Архитектор с отвращением ткнул пальцем в кнопку аппарата, встал, подошел к шкафу, открыл дверцу, закрыл, подумал: «Зачем я открыл дверцу шкафа?»

Вдруг услышал гудение кондиционеров, хотя раньше не обращал на них внимания, решил, что неплохо бы взять из холодильника бутылочку «Брама», и взял…

Пальцы оставили след на холодной испарине, пивная крышка полетела на пол. Сколько длилось ее падение — секунду, может быть полторы… Архитектор нагнулся, поднял.

Значит, дочь улетела в Европу…

Архитектор устроился в кресле, вяло вытянул ноги.

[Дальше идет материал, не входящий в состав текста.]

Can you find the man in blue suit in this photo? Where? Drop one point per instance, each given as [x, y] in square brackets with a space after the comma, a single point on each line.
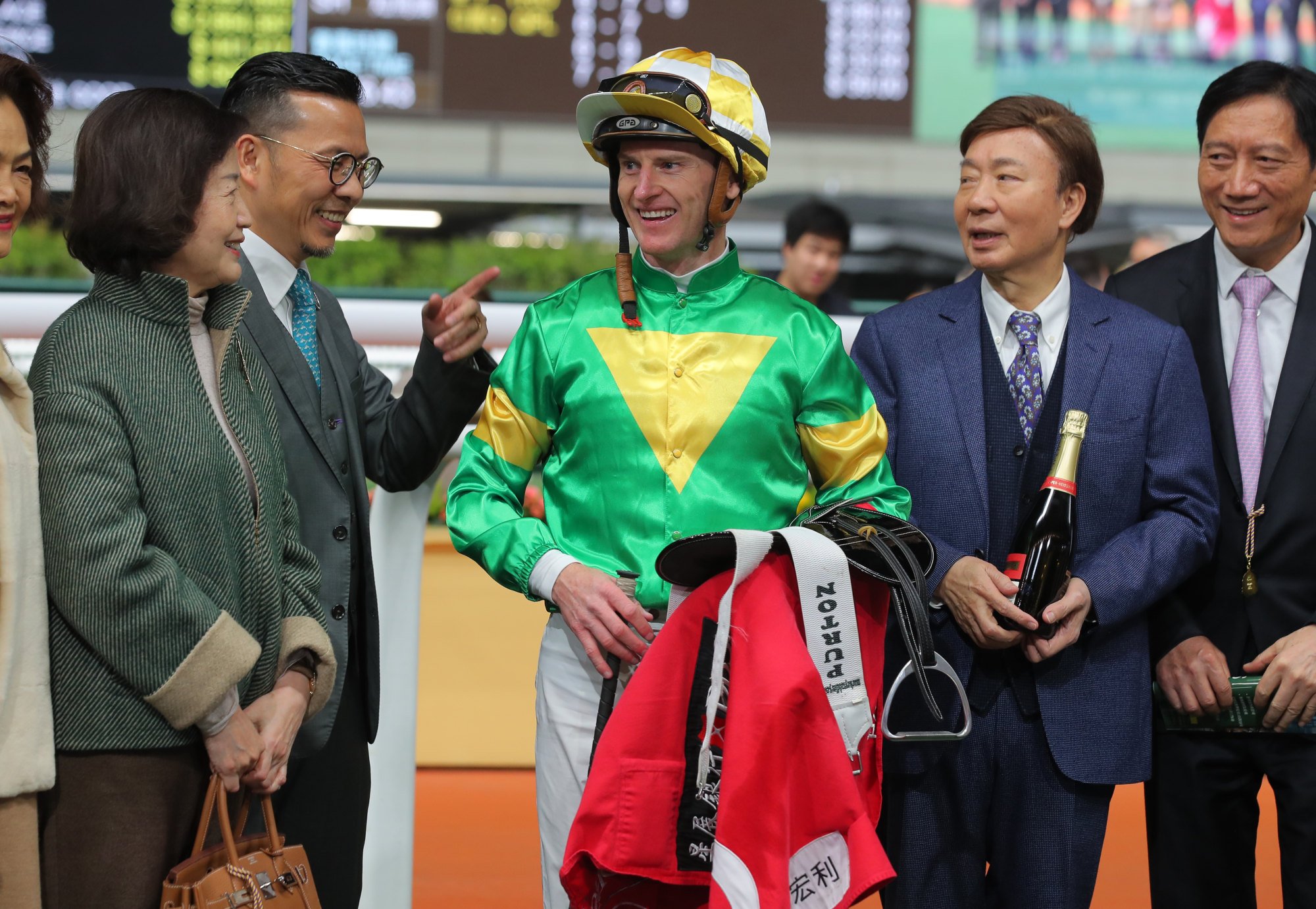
[974, 381]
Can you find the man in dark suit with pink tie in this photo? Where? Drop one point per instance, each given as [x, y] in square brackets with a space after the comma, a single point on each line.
[1246, 293]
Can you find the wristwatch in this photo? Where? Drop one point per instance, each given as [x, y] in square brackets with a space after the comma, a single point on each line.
[305, 668]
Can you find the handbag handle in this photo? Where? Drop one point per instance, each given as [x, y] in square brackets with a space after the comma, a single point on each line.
[216, 794]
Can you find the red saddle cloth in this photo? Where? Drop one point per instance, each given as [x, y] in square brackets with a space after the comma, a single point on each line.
[782, 821]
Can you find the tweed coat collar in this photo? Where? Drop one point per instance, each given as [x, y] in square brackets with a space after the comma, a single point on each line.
[164, 298]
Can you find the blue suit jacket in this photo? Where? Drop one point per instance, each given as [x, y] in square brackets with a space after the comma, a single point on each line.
[1147, 497]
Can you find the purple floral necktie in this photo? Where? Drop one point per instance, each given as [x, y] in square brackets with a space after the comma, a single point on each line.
[1026, 372]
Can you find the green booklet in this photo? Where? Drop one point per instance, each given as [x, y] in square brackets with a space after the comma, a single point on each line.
[1243, 717]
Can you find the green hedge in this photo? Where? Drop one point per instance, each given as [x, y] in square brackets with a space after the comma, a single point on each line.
[386, 261]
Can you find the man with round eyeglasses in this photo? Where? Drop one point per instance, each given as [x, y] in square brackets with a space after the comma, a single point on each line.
[343, 165]
[303, 167]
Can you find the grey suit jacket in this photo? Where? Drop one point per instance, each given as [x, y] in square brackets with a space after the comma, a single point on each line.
[394, 442]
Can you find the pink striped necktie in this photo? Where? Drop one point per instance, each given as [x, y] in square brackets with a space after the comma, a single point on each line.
[1247, 394]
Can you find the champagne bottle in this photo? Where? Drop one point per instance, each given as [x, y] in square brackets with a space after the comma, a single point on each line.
[1039, 560]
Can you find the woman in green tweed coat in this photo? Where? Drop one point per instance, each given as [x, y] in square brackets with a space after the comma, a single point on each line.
[185, 627]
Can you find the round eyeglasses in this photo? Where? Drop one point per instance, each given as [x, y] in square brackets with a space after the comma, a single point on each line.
[343, 165]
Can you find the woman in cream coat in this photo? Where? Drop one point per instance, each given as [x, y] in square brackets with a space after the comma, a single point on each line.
[27, 739]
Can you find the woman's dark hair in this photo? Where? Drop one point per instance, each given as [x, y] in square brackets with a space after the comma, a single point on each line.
[140, 169]
[1296, 85]
[817, 217]
[1068, 135]
[30, 91]
[260, 89]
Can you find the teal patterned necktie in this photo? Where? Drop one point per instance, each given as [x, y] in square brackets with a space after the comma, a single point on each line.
[305, 322]
[1026, 372]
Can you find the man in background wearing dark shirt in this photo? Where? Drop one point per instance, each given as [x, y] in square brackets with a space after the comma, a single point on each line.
[818, 235]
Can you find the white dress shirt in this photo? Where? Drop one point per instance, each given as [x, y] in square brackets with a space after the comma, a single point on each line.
[1275, 317]
[276, 274]
[1053, 313]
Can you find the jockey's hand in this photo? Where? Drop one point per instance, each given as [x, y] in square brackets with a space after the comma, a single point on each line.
[602, 615]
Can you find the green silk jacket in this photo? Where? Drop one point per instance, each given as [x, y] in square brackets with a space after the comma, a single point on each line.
[734, 406]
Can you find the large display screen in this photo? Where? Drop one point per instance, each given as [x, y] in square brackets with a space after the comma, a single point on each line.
[818, 63]
[1136, 68]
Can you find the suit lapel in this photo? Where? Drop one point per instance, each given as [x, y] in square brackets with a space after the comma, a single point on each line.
[285, 360]
[1088, 347]
[1200, 315]
[334, 357]
[961, 356]
[1296, 380]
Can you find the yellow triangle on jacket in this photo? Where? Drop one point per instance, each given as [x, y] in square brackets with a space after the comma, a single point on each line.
[681, 388]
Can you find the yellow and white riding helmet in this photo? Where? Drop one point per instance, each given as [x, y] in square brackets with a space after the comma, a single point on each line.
[693, 91]
[688, 95]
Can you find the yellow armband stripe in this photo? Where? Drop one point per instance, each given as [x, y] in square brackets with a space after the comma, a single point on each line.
[514, 435]
[844, 452]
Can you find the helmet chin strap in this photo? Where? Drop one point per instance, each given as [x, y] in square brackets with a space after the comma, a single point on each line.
[721, 210]
[626, 284]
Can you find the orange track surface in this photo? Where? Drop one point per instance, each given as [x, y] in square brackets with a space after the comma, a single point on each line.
[477, 844]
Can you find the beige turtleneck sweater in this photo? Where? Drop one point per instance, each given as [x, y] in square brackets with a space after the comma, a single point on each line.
[219, 717]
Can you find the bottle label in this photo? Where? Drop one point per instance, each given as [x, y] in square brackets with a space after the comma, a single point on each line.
[1063, 485]
[1015, 565]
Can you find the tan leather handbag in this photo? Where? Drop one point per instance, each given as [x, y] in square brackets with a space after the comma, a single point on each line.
[249, 870]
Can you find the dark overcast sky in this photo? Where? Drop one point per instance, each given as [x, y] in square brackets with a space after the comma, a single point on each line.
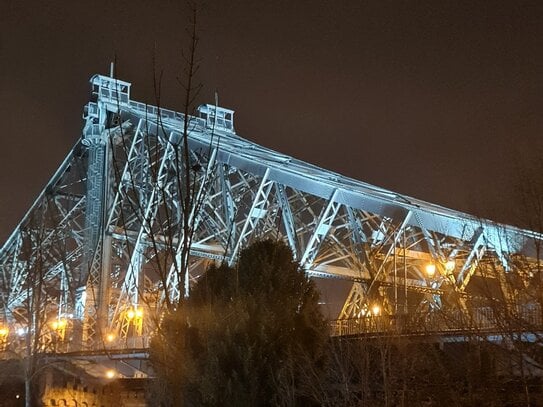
[433, 99]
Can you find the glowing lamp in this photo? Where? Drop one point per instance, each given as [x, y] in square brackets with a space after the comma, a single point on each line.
[376, 310]
[430, 270]
[450, 265]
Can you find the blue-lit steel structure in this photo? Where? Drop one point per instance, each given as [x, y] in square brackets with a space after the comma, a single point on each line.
[106, 234]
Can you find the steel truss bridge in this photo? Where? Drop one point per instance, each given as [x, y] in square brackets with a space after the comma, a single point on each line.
[100, 251]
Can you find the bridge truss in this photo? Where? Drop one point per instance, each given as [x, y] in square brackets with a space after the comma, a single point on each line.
[134, 215]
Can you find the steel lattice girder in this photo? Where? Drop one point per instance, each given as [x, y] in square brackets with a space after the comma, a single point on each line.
[336, 226]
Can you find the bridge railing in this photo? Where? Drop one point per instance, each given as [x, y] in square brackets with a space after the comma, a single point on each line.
[484, 320]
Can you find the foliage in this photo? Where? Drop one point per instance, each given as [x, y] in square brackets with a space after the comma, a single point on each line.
[245, 335]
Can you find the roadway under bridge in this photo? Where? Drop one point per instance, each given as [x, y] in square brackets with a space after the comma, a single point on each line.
[149, 197]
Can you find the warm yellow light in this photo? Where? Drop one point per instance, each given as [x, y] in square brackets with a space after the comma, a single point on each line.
[376, 310]
[58, 324]
[430, 270]
[450, 265]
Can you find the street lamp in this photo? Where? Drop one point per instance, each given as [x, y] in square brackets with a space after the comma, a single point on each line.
[450, 265]
[376, 310]
[430, 270]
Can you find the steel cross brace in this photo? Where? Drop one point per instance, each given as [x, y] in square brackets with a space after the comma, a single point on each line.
[320, 231]
[172, 281]
[288, 220]
[257, 211]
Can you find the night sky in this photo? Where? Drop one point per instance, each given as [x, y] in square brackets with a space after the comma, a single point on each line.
[440, 100]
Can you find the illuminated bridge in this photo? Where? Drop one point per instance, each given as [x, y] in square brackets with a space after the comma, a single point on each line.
[137, 211]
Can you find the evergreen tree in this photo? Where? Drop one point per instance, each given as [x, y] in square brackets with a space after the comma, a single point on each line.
[246, 335]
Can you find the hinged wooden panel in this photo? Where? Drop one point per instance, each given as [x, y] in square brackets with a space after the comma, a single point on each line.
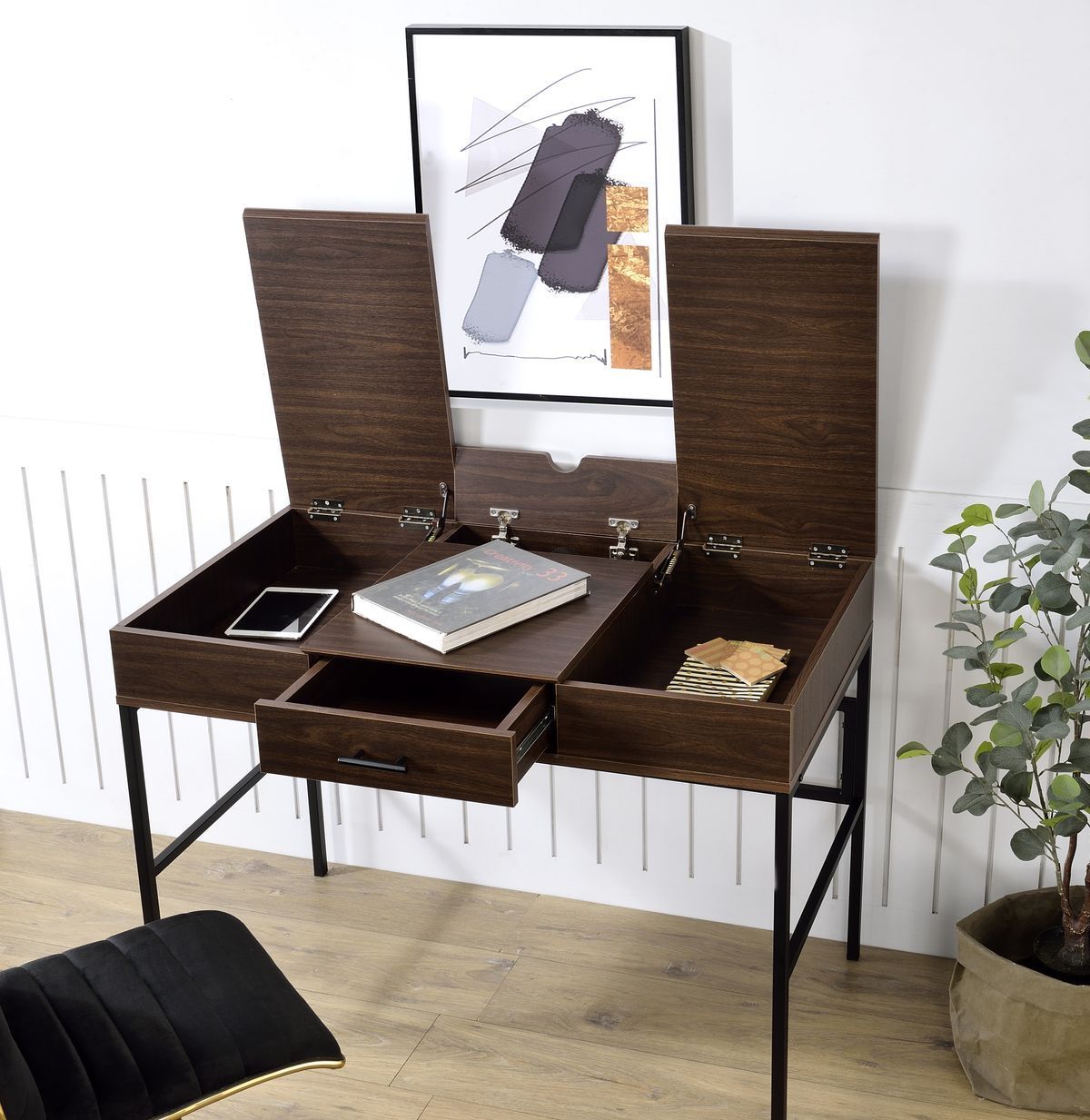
[773, 342]
[577, 501]
[351, 332]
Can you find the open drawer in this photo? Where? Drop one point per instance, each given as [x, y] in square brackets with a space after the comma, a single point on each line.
[615, 710]
[408, 727]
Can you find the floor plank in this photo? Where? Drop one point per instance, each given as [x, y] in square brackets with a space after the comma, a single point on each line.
[318, 1095]
[586, 1010]
[894, 1053]
[382, 902]
[483, 1064]
[707, 955]
[316, 956]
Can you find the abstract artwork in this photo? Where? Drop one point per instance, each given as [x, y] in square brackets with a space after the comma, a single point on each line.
[550, 160]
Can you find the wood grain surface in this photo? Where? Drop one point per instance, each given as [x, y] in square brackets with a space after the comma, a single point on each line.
[351, 331]
[442, 758]
[774, 345]
[541, 649]
[461, 1003]
[173, 653]
[580, 501]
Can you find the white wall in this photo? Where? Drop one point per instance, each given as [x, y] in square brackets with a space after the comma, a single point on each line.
[137, 134]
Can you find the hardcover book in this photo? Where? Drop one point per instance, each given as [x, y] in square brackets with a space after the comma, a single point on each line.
[470, 596]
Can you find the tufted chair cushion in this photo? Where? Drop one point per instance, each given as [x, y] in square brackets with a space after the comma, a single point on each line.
[148, 1022]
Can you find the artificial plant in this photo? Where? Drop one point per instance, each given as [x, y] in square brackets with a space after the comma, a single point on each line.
[1034, 754]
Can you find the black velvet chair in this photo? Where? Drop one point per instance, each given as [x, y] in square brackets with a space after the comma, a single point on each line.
[153, 1023]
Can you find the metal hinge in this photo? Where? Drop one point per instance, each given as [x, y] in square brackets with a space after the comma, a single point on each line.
[721, 544]
[622, 550]
[504, 517]
[418, 517]
[666, 570]
[828, 556]
[325, 509]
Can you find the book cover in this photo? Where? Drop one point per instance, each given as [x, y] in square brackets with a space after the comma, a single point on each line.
[492, 584]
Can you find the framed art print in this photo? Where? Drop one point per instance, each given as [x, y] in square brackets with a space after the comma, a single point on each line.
[550, 160]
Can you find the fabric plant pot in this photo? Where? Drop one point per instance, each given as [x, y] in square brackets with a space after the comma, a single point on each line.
[1022, 1036]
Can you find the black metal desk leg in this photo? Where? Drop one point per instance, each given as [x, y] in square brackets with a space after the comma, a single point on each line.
[317, 827]
[856, 759]
[138, 807]
[781, 956]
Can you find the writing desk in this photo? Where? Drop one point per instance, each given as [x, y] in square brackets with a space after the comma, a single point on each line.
[763, 529]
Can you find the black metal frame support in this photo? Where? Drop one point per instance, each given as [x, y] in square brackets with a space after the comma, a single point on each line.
[787, 942]
[148, 864]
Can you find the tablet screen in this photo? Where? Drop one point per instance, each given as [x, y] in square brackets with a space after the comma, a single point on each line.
[282, 611]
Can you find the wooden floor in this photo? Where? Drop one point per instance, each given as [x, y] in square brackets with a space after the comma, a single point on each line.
[461, 1003]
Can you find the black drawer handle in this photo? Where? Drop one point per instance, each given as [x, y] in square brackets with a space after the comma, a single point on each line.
[399, 768]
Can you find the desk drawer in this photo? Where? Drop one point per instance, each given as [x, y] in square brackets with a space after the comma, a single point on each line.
[407, 727]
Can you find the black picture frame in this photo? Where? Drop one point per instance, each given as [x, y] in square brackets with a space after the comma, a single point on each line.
[680, 36]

Потому что там живет этот молодой бухгалтер с длинным острым носом. Бог ты мой, сколько их там, в Европе, остроносых бухгалтеров? И не сосчитать. Но почему-то именно этот, Клод-Антуан, у которого несговорчивый шеф и карьера, имеет на его малышку больше прав, чем все другие остроносые, даже больше, чем он сам, воспитавший дочь без матери. Совершенно чужой человек, за тысячи километров, который не видел, как она пускала слюни, который не кормил ее кашей и наверняка не имеет представления, как меняют подгузники. Странно… Но как быстро и далеко у них зашло. Свадьба! А там и дедушкой стать недолго… А ведь познакомились когда… прошлым летом. Э-хе-хех, молодо-зелено. И все-таки власть этого человека такова, что его малышка не может подождать пару дней, бросается в самолет и парит сейчас над морем облаков, смотрит в иллюминатор и думает… о длинноносом!

Пиво немного сняло напряжение, но противные кондиционеры не унимались.

Интересно, почему у них что-то там откладывается? Какие-то русские… Наверняка глупая случайность. Как и все в этом мире.

Архитектор допил пиво.

Странно, что они до сих пор не выкрали чертежи или не подпалили дом. Когда речь идет о миллионном заказе, перед такими мелочами не останавливаются.

Архитектор нагнулся, поставил пустую бутылку на пол. На его лице вдруг появилась улыбка. А там и дедушкой стать недолго…

Архитектор закрыл глаза и стал слушать гудение кондиционеров. На улице стояла невыносимая жара, а ему было почти холодно.

Гудение сделалось несносным. Когда зуд достиг высшей точки, Архитектор совершил над собой усилие, встал, сделал несколько шагов, снял трубку.

На другом конце провода почти сразу ответили.

— Синьор Неизвестно Кто? Да, это я, Архитектор. Я отменяю свое выступление на завтрашней комиссии. Вы можете больше не беспокоиться. Если вы приготовили для меня… сюрприз, он больше не нужен, я не опасен. Пришлите человека, я передам ему чертежи.

Кондиционеры разом успокоились, Архитектор вспомнил, что в холодильнике полным-полно пива.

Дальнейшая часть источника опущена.